President Joko “Jokowi” Widodo has called on the national COVID-19 and economic recovery committee, as well as other relevant authorities on September 7 to put pandemic mitigation above all else, explaining that an economic recovery could only begin once public health had been restored.

Experts and epidemiologists have criticised the government’s pandemic policy for leaning more toward economic recovery measures than health crisis handling. In the Rp 695.2 trillion (US$46.94 billion) stimulus package, for instance, the government allocates only Rp 87.55 trillion to health care, which compares to Rp 120.6 trillion for business incentives and Rp 123.46 in stimulus for micro, small and medium enterprises.

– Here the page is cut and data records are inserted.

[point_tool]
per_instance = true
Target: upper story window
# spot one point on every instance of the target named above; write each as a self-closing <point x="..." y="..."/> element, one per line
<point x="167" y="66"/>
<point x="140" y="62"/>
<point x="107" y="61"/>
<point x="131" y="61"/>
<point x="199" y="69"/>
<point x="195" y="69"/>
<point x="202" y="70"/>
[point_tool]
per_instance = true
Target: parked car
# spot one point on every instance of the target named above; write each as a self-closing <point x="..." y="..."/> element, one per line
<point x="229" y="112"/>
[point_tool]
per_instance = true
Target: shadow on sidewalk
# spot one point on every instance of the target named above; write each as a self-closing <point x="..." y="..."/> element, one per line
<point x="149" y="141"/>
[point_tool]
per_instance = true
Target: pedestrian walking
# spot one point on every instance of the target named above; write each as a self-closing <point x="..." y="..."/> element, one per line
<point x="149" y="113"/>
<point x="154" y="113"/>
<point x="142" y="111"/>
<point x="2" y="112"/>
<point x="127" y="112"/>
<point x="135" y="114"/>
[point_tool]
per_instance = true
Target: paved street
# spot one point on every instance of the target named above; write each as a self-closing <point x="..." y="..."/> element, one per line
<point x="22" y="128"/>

Budi went on to say that the government should aim to ensure people’s safety and confidence in going about their daily activities. If people were still afraid to go out to work or shop, the economy would not recover, as the country’s economy still relied heavily on face-to-face activities, he added.

He also noted that, while a vaccine could restore people’s confidence in protection against the coronavirus, the government should also pursue alternative strategies, as a vaccine took up to seven years on average to develop.

“We have strong confidence that a vaccine will be available, but the treatment strategy is as important as the vaccine,” he said, adding that decreasing the COVID-19 mortality rate could also increase people’s confidence about surviving the disease.

On Wednesday, International Monetary Fund (IMF) chief Kristalina Georgieva also said that a full economic recovery was “unlikely” without a vaccine.

“Though the world has learned to live with the virus, a full recovery is unlikely without a permanent medical solution. With 128 coronavirus vaccines currently under development, there is a strong chance a solution will be found, but we must urgently devise multilateral solutions to ensure adequate supply and distribution,” she said as reported by AFP.